Important:
This is retired content. This content is outdated and is no longer being maintained. It is provided as a courtesy for individuals who are still using these technologies. This content may contain URLs that were valid when originally published, but now link to sites or pages that no longer exist.
4/8/2010

Wireless Session Protocol (WSP) defines the methods that client and server applications use to exchange content, such as provisioning files. The methods that WSP defines include procedures for establishing and releasing sessions, the level of protocol functionality, content exchange with compact encoding, and procedures for suspending and resuming sessions. WSP uses Hypertext Transfer Protocol (HTTP) 1.1 functionality. For more detailed information about WSP, see the WAP Wireless Session Protocol Specification (OMA-WAP-TS-WSP-V1_0-20020920-C), available from this OMA Web site .

The following table shows the features that are required by the Push Router, such as connectionless unsecure push features. It does not list all of the WSP features that guided Windows Mobile development.

WSP feature Description

WSP_CL_C001 Push Protocol Data Unit (PDU) for Push Messages

The Push Protocol Data Unit (PDU) is used for sending messages without receipt confirmation from the device, as described in "Service Primitives" and "Push and Confirmed Push Facilities" in the WAP Wireless Session Protocol Specification.
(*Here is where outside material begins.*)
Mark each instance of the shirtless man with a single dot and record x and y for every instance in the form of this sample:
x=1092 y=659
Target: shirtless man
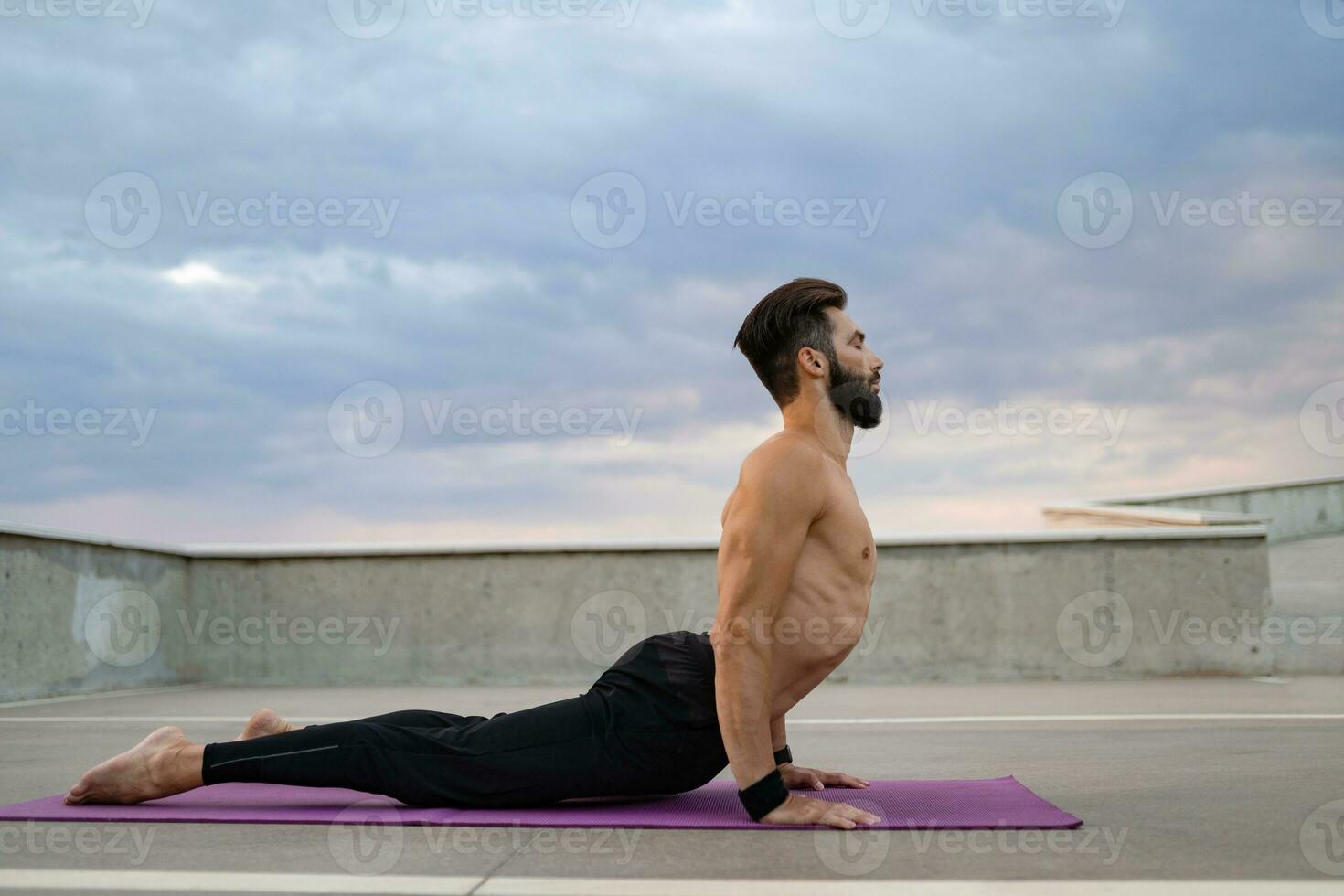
x=795 y=572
WSP_CL_C002 Default Header Encoding Page

Default header encoding pages are implemented as described in "Header Encoding" in the WAP Wireless Session Protocol Specification. The SECand MACparameter assigned numbers — used by content-type — from the WAP WSP 2.0 specification are also valid.

Note:
Windows phone and Windows Mobile Professional support only the token text encoded macattribute. Windows Mobile Professional does not support the quoted text encoded macattribute.